Perhaps it was wishful thinking, but my previous conviction concerning global population growth just isn't panning out. I was convinced continued economic growth would trigger lower fertility rates pretty much everywhere, but it's looks like Africa remains the exception.
This just in: Humanity is growing faster than we thought.To put it graphically:
In advance of World Population Day, United Nations demographers have once again revised official projections -- upward. This meticulous band of number crunchers doesn’t mean to be alarmist, but its statistics can be startling:
--Nigeria, the West African nation slightly larger than Texas, is on track to surpass the United States as the world’s third-most populous country by 2050. The size of its population may rival that of China by the end of the century, unless something dramatic happens.
--The number of people living on the African continent is set to nearly quadruple by the end of the century, rather than merely tripling, as previously projected.

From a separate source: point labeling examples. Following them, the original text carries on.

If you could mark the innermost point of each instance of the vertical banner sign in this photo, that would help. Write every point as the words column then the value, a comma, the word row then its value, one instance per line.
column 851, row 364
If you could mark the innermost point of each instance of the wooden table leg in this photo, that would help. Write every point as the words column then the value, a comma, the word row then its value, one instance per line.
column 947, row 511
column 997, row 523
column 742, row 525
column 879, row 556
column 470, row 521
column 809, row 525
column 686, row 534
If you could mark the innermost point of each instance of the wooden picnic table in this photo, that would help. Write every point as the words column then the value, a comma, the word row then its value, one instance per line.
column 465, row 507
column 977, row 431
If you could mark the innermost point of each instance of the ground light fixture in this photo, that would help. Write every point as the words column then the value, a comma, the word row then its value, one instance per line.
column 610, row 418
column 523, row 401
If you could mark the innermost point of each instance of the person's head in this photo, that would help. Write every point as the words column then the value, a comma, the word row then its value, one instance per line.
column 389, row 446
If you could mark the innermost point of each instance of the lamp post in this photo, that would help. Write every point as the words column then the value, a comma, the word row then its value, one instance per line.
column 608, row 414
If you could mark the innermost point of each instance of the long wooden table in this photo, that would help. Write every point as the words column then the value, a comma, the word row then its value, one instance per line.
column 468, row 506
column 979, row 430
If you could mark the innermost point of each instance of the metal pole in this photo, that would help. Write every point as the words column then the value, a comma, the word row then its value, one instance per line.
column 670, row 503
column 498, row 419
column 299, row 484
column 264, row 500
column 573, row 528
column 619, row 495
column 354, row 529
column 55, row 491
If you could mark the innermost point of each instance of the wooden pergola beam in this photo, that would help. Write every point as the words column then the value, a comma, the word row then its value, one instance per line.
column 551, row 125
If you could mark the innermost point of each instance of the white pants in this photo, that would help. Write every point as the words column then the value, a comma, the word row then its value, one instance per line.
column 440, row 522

--The world’s population is on track to reach 9.6 billion by midcentury and nearly 11 billion by 2100, which is 700 million more than was projected two years ago.

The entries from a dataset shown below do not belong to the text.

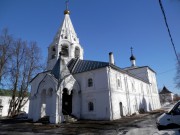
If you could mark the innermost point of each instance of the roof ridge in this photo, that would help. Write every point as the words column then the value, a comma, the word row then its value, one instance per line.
column 77, row 60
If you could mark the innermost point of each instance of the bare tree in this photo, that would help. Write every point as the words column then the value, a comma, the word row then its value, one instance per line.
column 5, row 52
column 177, row 77
column 25, row 64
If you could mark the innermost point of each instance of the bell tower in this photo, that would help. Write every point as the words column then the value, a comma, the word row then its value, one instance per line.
column 65, row 41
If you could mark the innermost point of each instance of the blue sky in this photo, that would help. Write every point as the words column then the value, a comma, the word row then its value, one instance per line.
column 103, row 26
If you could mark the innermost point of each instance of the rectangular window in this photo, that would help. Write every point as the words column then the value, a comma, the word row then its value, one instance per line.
column 90, row 82
column 0, row 101
column 90, row 106
column 0, row 111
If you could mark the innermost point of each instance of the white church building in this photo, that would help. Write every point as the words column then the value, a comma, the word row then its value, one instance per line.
column 88, row 89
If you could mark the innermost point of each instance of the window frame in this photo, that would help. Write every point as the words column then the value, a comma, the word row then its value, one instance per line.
column 90, row 82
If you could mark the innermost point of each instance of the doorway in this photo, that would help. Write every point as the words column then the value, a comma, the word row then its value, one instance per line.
column 121, row 109
column 66, row 102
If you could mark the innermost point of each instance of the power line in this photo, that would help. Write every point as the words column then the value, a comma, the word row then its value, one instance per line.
column 162, row 9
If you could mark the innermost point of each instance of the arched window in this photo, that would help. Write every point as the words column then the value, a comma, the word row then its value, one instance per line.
column 65, row 51
column 90, row 106
column 119, row 82
column 77, row 52
column 90, row 82
column 53, row 52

The reason for the higher figures? A slew of recent household surveys in African countries revealed the average number of children per woman was higher than previously estimated, said Francois Pelletier, chief of the U.N.’s population estimates and projections section.
In some countries, “a high level of fertility appears to have risen even higher,” Pelletier said. In others, “we realized the earlier estimates were too low.”
A seemingly modest change from an average of four children per woman to five, he said, can produce a dramatic upswing in coming decades due to the power of compound growth.
The prospect of Africa’s population of 1.1 billion exceeding 4 billion has surprised some demographers, because Africa is not following the pattern of falling fertility around the world. Women on average around the globe have half as many children as they did in the 1960s. [More]
Source, with the mislabeling]
After yet another "demographic surprise", I doubt this is the last word, but still the evidence points to a much higher number for the end of the century that we now expect.